15 Nov
15Nov

Por Carmelo Rodrigues Pozo


A veces, para narrar la tragedia, no se necesitan puñales ni pólvora: basta el ego, el feudo y la arrogancia revestida de dirigencia deportiva. Y así, mientras el país entero mira hacia diamantes ajenos buscando inspiración, en Colombia el softbol parece condenado a una fosa cavada no por sus adversarios, sino por quienes juraron defenderlo.

Porque si algo ha dejado claro la historia reciente es que no todos los verdugos llevan capucha; algunos llevan chalecos deportivos, micrófonos en congresos federativos y sobres cerrados donde se pactan convenios oscuros, esos acuerdos que huelen a combustible rancio de camioneta estatal mal parqueada.

Ahí aparece Edwin Díaz Pájaro, autoproclamado “salvador del deporte”, pero cuyas decisiones –más que líneas estratégicas– parecen epitafios anticipados. Su gestión no impulsa, no construye: asfixia.

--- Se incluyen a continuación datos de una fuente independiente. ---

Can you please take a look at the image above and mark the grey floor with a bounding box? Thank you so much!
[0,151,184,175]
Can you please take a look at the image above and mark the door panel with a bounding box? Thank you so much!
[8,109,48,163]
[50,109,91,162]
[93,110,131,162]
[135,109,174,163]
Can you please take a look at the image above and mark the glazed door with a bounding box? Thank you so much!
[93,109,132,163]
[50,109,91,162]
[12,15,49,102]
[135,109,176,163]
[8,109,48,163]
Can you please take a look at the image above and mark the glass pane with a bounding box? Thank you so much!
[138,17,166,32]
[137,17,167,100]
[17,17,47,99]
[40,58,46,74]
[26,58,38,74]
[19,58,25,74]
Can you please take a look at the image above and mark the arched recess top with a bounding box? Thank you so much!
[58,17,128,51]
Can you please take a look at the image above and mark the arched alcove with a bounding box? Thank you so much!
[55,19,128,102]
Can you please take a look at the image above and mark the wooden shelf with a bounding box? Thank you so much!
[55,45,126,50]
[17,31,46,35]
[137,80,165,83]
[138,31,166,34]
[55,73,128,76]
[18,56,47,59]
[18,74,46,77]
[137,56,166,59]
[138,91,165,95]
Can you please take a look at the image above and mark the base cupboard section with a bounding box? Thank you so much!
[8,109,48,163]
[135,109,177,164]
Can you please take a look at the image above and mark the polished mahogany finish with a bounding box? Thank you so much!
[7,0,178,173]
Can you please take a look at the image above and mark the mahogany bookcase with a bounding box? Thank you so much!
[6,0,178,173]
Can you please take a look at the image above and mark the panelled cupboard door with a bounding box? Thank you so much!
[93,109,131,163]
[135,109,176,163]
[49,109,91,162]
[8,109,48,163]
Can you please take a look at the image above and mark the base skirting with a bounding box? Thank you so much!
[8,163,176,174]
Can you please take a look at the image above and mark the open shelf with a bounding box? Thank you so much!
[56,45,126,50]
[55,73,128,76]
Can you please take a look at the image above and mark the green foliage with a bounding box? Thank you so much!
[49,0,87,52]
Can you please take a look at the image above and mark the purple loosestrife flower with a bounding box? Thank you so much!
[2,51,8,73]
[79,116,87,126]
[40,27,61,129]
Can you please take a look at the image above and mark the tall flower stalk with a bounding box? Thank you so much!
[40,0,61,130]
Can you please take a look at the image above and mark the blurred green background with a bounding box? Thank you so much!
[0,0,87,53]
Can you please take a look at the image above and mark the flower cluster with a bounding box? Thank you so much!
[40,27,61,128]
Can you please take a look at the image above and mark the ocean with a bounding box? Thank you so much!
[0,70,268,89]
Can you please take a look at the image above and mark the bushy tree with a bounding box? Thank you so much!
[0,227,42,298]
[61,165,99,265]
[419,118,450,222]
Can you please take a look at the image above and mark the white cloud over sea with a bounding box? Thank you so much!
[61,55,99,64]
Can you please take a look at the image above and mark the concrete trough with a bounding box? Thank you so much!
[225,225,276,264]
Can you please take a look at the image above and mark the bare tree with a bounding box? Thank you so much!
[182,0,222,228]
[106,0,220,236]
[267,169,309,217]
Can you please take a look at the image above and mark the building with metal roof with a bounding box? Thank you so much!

Al que no se arrodille, lo borra; al que levante la mano, lo silencian con la frialdad burocrática de quien cree que el softbol es su hacienda privada.

Y como si uno solo no bastara para hundir un deporte, en escena surge Luis Bohórquez, ese personaje camuflado entre montañas cundiboyacenses donde, según múltiples testimonios del ecosistema deportivo, aprendió el arte de las “pilatunas”: acuerdos en voz baja, alianzas de bolsillo y negociaciones que jamás pasan por un acta oficial. Su filosofía es simple: si no soy yo, no será nadie. Una sentencia digna no de un dirigente, sino de un feudal que ve el softbol como botín y no como deporte.